The brute force of computer power is used to solve a complicated chess problem in this BASIC program.  Works on all Atari computers with 24K memory for cassette, or 32K for disk.

Antic challenges you to solve the well-known Eight Queens Chess Problem: You must arrange eight queens on a chessboard so that none of them threatens another!
(In case you are unfamiliar with chess, the queen is the most powerful piece on the board. It can attack at any distance along a horizontal, vertical, or diagonal line.)
Done yet? No? You didn't find all 92 solutions? It shouldn't have taken more than a few hours to find at least three solutions.
But maybe you said to yourself, "I'd be stupid to beat my brains out on this. My Atari should be able to figure it out." You were right. This is exactly the kind of problem suitable for solution by computer.

BRUTE COMPUTING
The Eight Queens Problem demonstrates your computer's impressive brute number-crunching trial and error capability. It systematically tries every possible combination until it arrives at a solution.
To access this brute force, type in listing 1, check it with TYPO II, and SAVE it to disk or cassette.
When you RUN the program, it will first ask you to enter a starting position. Key in any number from one to eight. The computer will draw a chessboard on your screen and place a queen in the square in the top row corresponding to the position you entered. It will then proceed to place queens in other squares in an attempt to solve the problem.

WATCH IT WORK
You'll be able to watch as the computer tries combinations, then backs out of the moves that do not work.
Finally, when it finds one of the solutions, the screen will flash and the program will display the message PRESS ANY KEY Press any key and the computer will begin searching for the next solution.
Your computer may seem to be randomly trying squares, but it is actually proceeding in an orderly fashion and will not come up with the same solution twice.
Though this application may seem trivial, computers are often used in just this fashion to solve real-life problems.
For example, some trucking firms employ software to find the most efficient route between several cities.
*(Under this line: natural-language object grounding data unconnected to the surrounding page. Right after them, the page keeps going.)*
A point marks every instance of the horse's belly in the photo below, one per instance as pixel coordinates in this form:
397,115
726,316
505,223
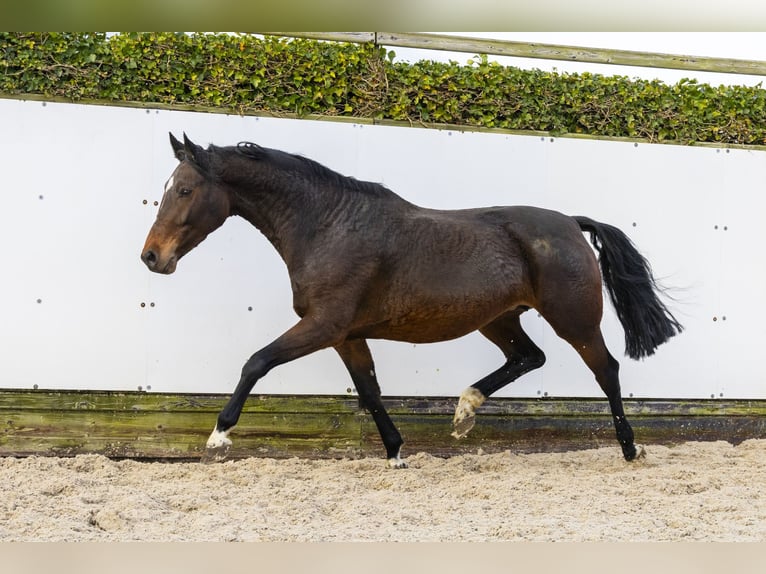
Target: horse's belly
434,323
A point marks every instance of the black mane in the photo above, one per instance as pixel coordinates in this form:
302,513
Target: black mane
308,168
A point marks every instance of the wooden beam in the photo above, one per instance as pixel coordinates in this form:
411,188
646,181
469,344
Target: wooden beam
176,426
451,43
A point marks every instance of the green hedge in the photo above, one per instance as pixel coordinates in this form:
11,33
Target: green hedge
246,74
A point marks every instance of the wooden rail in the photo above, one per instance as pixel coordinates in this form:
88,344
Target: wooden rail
541,51
176,426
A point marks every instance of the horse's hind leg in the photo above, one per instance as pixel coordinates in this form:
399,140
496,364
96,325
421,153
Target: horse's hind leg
358,360
593,351
522,356
606,369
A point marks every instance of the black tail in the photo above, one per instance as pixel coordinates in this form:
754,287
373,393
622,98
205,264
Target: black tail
633,290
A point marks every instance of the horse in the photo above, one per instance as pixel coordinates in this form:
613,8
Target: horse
365,263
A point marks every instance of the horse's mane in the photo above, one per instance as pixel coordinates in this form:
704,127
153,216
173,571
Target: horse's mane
309,168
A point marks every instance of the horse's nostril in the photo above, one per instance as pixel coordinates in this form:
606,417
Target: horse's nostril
150,258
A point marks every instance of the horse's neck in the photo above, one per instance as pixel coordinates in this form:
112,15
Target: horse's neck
290,217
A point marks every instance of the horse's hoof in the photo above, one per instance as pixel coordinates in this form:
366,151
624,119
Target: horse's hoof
463,427
215,454
397,463
638,452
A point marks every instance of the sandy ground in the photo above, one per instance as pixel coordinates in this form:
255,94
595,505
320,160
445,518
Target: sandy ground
695,491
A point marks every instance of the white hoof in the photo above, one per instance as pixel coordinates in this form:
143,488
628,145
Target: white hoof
396,462
465,412
217,447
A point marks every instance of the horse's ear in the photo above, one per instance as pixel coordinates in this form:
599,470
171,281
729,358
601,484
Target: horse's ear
196,154
178,148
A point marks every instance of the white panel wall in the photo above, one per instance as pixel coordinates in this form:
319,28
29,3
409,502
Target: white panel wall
80,311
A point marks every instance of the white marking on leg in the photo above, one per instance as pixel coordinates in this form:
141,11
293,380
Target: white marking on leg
218,439
396,462
470,400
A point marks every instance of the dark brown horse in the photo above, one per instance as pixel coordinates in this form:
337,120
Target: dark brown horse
366,264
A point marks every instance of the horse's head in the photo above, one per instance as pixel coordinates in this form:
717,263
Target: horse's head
194,205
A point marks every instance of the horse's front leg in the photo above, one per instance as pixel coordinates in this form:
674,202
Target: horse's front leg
302,339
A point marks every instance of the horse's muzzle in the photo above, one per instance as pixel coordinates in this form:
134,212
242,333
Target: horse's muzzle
154,262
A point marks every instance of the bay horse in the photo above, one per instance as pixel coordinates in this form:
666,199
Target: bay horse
364,263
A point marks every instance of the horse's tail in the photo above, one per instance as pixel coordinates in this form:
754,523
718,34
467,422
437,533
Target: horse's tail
633,290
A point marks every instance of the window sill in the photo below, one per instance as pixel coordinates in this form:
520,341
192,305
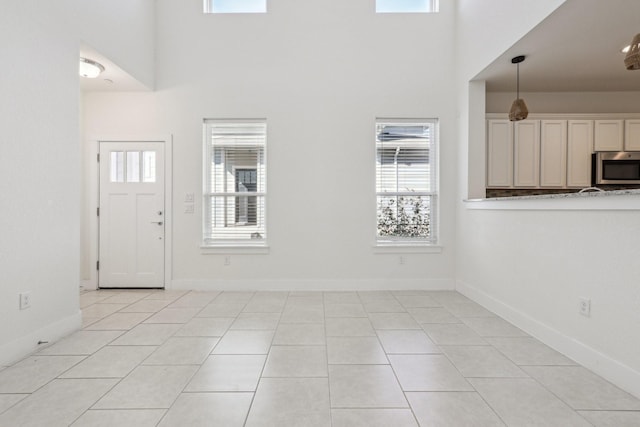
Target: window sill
406,248
234,249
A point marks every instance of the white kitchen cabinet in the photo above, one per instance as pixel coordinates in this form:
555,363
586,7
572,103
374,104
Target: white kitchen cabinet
553,153
499,154
608,135
579,150
632,135
526,151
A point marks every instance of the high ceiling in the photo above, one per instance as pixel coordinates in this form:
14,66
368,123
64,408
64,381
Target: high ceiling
112,79
577,48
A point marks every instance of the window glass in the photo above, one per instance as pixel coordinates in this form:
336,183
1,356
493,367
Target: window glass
235,6
406,6
133,166
148,166
405,182
235,183
117,166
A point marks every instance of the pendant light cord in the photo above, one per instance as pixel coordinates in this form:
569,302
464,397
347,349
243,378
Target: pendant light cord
518,80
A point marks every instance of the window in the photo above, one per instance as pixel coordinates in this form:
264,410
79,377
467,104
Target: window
406,181
234,183
235,6
406,6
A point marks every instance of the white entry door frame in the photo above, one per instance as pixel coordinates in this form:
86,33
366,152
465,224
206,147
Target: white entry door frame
93,202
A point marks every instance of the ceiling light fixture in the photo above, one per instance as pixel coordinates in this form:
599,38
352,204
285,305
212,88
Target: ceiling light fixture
632,60
519,109
90,69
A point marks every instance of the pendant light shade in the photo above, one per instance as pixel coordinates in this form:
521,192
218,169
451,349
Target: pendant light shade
632,60
518,109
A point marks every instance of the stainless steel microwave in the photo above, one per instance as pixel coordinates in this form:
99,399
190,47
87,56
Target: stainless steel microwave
617,167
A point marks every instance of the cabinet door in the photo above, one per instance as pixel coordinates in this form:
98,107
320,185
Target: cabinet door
499,153
579,150
553,153
632,135
527,154
609,135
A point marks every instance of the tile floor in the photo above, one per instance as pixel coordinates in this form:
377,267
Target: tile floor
341,359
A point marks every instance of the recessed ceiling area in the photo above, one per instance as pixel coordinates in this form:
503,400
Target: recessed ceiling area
113,78
577,48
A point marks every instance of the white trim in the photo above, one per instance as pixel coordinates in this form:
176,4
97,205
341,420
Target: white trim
94,189
26,344
313,284
619,374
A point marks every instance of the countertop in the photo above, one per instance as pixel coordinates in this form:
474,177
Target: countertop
576,195
612,200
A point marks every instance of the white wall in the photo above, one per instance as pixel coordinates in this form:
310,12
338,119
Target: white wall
39,180
531,266
40,160
567,102
320,73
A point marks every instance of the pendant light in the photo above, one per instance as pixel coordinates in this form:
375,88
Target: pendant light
519,109
632,60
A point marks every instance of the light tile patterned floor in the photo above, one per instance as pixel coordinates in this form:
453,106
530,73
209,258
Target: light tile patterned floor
341,359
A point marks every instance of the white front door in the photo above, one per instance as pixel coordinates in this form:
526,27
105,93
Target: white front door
131,215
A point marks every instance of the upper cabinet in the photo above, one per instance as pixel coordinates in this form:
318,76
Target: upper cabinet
632,135
553,153
609,135
526,151
499,154
579,150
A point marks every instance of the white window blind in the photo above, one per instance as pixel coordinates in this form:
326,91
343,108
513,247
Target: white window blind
234,183
406,181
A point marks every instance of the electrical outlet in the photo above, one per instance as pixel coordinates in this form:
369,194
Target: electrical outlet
25,300
584,306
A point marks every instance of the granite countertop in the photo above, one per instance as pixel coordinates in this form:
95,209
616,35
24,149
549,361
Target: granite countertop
587,193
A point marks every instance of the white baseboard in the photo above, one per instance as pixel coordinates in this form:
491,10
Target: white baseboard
27,344
617,373
312,285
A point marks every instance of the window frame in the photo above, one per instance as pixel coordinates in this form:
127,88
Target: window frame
433,192
208,239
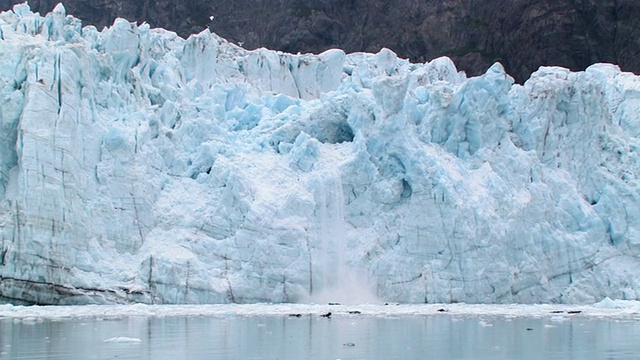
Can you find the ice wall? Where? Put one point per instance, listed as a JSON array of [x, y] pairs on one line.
[[136, 166]]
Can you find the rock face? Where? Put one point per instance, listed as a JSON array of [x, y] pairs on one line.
[[521, 34]]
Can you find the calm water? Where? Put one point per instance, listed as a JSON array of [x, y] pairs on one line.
[[312, 337]]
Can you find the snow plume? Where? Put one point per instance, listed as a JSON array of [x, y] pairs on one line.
[[137, 166]]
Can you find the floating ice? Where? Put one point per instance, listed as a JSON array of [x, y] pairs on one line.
[[137, 166]]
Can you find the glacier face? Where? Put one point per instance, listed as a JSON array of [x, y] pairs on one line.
[[136, 166]]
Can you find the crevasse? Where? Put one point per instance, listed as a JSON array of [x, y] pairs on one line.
[[137, 166]]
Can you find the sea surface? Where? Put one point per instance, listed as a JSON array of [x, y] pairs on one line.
[[348, 333]]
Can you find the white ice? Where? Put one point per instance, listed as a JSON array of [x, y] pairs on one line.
[[623, 310], [137, 166]]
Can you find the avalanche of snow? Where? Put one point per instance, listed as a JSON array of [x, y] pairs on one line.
[[137, 166]]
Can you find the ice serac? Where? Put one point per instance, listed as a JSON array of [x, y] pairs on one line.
[[137, 166]]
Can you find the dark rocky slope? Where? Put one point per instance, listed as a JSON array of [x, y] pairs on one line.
[[522, 34]]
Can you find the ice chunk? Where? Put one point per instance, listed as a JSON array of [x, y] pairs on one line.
[[137, 166]]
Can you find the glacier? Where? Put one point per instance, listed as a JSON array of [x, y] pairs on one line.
[[140, 167]]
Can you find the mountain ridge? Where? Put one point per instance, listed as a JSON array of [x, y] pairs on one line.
[[522, 35]]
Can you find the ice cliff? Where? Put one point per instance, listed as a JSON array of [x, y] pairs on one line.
[[136, 166]]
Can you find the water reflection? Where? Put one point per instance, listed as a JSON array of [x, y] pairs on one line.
[[313, 337]]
Using the the same brute force method, these programs calculate the mileage of all possible routes, determine the number of stops needed for each alternative, and then choose the best route.

MORE UNIQUE
Incidentally, only 12 of the 92 solutions are unique. Some solutions duplicate others if you rotate the chessboard. This program doesn't attempt to isolate the unique solutions.
For a real challenge, you might want to try modifying the program so that only unique solutions are found. Now there's a real challenge.

Angelo Giambra is a technical analyst from Buffalo, New York who normally deals with mainframes in COBOL and ALGOL. He describes himself as "an avid Atari hobbyist."